Eruption of civil unrest in cities across the country has dealt society a double blow. Already immersed in a pandemic-driven world of uncertainty, fear and insecurity have been compounded with feelings of injustice, anger, sadness and despair.

It’s not surprising to Steven Berkowitz, MD, professor in the University of Colorado Anschutz Medical Campus Department of Psychiatry.

“There’s already a kindling that’s saturated with gasoline, and it doesn’t take much to set it off,” Berkowitz said, alluding to the cloud of COVID-19 followed by the uprising against police brutality after the recent death of George Floyd.

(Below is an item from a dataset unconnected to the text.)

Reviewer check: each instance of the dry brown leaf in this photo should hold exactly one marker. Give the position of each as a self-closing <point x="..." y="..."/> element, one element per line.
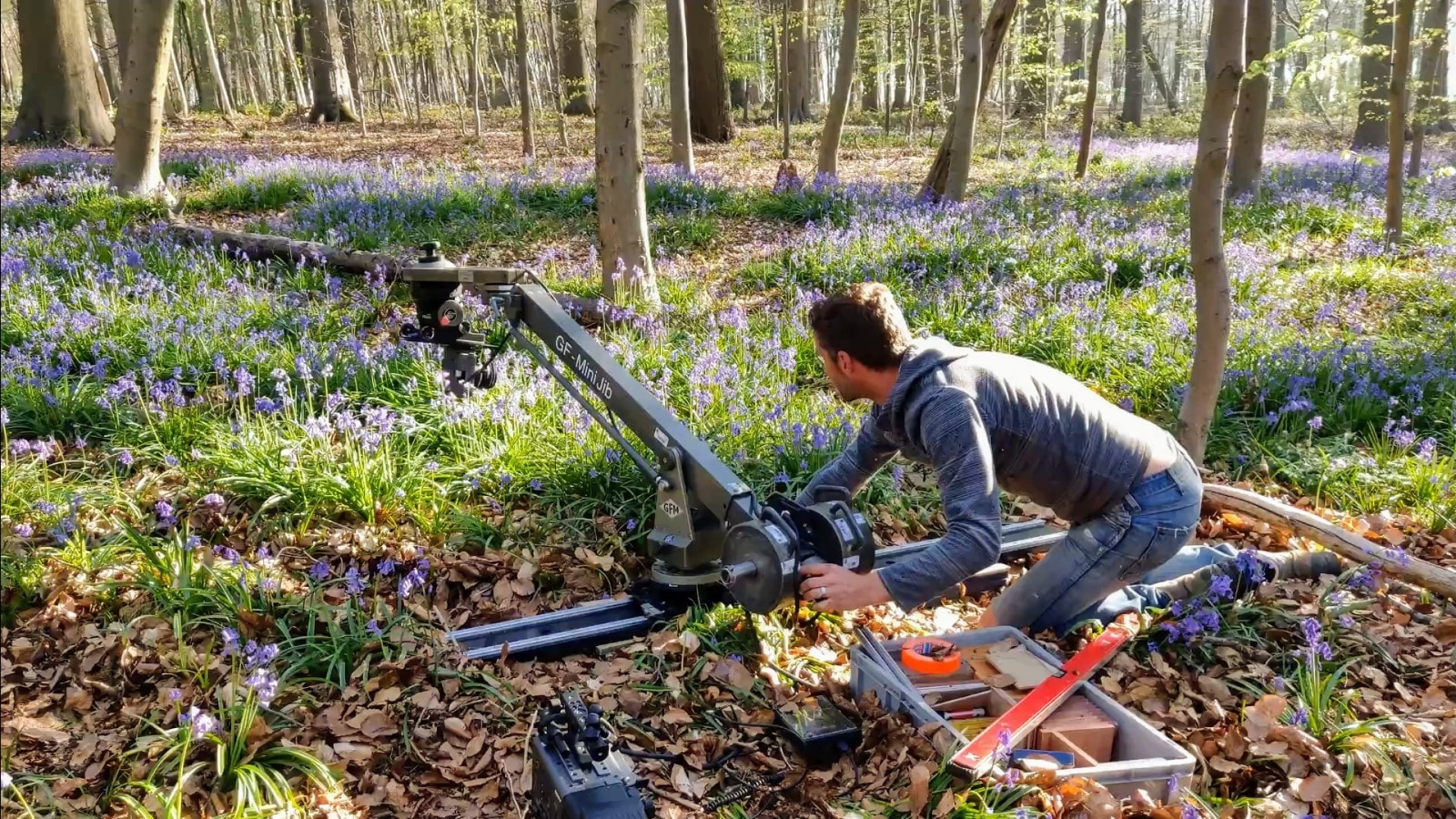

While he hopes worthy change can arise from the chaos, Berkowitz said the impact on our collective wellness can be grim. Below, he offers some insights on mentally weathering the storm.

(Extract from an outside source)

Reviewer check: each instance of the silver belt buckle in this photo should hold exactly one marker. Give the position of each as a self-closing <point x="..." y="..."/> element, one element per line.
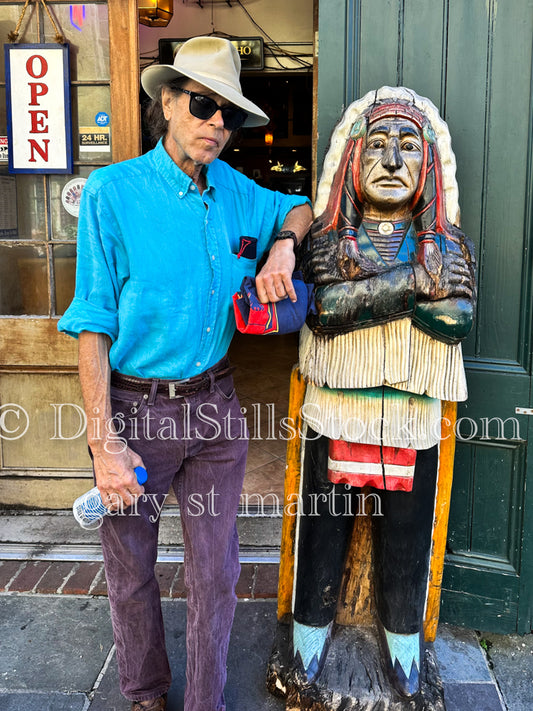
<point x="172" y="394"/>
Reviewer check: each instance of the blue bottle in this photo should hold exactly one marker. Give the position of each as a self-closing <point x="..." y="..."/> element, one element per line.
<point x="89" y="510"/>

What do we know about the effects of violent and destructive riots on the community’s well-being?

Community violence, and particularly violence directed at individuals, increases the risk of things like post-traumatic stress disorder (PTSD) and other trauma-related problems. It also leads to a great deal of despair. There’s all this destruction, and cleanup seems impossible, leading to a lot of anger and hopelessness.

And what do we know about the fallout of pandemic-forced quarantines and illness and how do the two add up?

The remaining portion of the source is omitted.